平成22年度 春期 ITパスポート試験 問43 解説 UPSの役割
業務用サーバの停電対策として導入予定の自家発電設備は,停電を感知してから安 定した電源供給が得られるまでに1分かかる。その1分間のサーバ用電源を確保する ために必要な装置はどれか。
- ア A/D コンバータ
- イ RAID
- ウ UPS ✓ 正答
- エ ファイアウォール
解説
停電発生から自家発電装置が動き出すまでの「隙間時間」を埋めるという役割に着目します。この役割を担うのは無停電電源装置(UPS)であるため、選択肢ウが正解です。
UPS(無停電電源装置)の役割
UPSは、Uninterruptible Power Supplyの略称です。停電や電圧低下などの異常が発生した際、内蔵しているバッテリーから即座に電力を供給し、コンピュータなどの精密機器をシャットダウンすることなく稼働し続けさせるための装置です。
今回の問題のように、自家発電設備のような大規模なバックアップ電源は、起動して安定するまでに時間がかかります。その間の数秒から数分という「電源が途切れる瞬間」を補い、システムが停止や故障を起こすリスクを回避するのがUPSの主な役割です。
思考のステップ
- 問題文にある「停電を感知してから安定供給までに1分かかる」という制約に注目します。この1分間がシステムにとっての「盲点」です。
- 選択肢を順に吟味します。
- A/Dコンバータはアナログ信号をデジタル信号に変換する装置であり、電源とは無関係です。
- RAIDは複数のHDDを組み合わせて信頼性や速度を向上させる技術であり、電源供給の装置ではありません。

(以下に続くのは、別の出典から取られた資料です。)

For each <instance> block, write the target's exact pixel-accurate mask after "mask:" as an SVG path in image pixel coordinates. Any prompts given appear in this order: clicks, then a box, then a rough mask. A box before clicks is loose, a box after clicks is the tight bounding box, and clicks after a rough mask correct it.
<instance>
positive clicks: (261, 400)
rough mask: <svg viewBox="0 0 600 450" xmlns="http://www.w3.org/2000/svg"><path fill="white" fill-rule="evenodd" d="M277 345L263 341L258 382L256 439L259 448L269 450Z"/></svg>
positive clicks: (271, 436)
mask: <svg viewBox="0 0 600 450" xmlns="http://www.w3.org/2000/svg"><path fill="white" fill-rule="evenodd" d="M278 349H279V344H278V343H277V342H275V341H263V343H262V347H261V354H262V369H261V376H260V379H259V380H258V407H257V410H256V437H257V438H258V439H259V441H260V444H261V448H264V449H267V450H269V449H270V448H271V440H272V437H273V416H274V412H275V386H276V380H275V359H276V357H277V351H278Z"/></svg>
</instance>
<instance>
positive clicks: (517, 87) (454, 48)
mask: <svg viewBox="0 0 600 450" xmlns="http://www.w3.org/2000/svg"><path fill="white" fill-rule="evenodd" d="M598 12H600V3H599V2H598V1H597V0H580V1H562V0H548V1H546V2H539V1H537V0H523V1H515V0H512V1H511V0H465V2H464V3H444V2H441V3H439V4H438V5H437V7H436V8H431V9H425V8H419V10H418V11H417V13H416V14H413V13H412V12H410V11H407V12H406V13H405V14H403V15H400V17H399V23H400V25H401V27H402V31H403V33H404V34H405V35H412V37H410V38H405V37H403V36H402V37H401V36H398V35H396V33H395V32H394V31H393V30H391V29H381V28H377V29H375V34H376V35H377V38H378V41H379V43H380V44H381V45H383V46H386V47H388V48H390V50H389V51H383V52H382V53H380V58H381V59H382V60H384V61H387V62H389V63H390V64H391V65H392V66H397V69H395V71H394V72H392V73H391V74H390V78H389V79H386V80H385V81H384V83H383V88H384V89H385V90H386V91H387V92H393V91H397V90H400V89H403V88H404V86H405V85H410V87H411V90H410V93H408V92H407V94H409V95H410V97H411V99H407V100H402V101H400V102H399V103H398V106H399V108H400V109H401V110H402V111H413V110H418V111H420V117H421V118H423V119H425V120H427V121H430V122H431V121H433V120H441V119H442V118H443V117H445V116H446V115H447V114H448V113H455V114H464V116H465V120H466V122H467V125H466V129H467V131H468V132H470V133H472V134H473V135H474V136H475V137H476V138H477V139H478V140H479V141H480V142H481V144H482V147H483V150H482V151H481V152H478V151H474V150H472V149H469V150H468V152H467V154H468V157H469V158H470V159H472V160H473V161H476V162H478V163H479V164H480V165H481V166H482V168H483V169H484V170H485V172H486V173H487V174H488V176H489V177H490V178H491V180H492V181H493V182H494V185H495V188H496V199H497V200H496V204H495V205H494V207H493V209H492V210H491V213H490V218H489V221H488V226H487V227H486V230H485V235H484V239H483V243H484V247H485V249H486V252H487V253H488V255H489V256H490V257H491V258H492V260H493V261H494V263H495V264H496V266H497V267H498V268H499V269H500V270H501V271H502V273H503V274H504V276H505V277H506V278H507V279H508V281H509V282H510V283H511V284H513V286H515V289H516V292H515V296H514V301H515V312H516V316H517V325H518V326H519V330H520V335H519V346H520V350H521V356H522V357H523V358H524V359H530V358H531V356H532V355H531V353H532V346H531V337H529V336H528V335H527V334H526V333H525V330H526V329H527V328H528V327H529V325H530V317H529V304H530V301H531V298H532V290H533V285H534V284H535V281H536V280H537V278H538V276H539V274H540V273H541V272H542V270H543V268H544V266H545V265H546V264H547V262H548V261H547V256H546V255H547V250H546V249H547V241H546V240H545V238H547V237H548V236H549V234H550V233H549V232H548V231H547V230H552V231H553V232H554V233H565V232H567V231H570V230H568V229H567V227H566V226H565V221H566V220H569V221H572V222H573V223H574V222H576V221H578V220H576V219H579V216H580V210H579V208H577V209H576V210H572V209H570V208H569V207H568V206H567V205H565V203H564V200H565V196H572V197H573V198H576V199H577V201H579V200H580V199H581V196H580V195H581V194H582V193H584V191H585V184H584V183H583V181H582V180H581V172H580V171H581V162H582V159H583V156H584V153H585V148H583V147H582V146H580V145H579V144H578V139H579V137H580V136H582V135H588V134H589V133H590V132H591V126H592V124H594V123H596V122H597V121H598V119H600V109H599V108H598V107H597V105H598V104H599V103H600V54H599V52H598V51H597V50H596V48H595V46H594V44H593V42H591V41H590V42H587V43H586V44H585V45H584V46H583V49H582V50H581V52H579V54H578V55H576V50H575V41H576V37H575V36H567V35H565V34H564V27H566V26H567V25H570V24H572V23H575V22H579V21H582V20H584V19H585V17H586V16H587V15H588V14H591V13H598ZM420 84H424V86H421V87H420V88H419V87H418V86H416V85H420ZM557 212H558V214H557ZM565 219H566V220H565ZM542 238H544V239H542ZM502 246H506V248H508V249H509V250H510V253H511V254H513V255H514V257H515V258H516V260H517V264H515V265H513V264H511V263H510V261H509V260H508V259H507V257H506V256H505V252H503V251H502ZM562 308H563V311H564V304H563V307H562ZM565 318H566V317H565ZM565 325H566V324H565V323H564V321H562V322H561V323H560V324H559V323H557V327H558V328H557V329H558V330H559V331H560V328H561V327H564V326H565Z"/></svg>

- ファイアウォールはネットワークのセキュリティを高めるための仕組みであり、電源とは無関係です。
- 唯一、電源に関わる用語である「UPS」が、バッテリーによって停電をカバーする装置であることを特定します。
実務現場における可用性の確保
この問題は、システムの可用性をいかに維持するかという「ビジネス継続性」の観点を問うています。ITインフラの設計において、電源はすべての土台です。いくら高度なソフトウェアや強固なセキュリティを導入していても、電源が落ちればすべての機能は停止してしまいます。
現実のデータセンターやオフィスでは、以下のように階層的な電源対策をとることが一般的です。
- 通常時:電力会社からの商用電源で稼働。
- 停電直後:UPSが即座に切り替わり、数分間のバッテリー給電でサーバを維持。
- 停電継続時:UPSが稼働している間に自家発電設備が起動し、長時間の給電に切り替わる。
このように、複数の設備を組み合わせることで、万が一の災害や事故が発生しても業務を中断させない「冗長化」の考え方が、情報システム設計の基本となっています。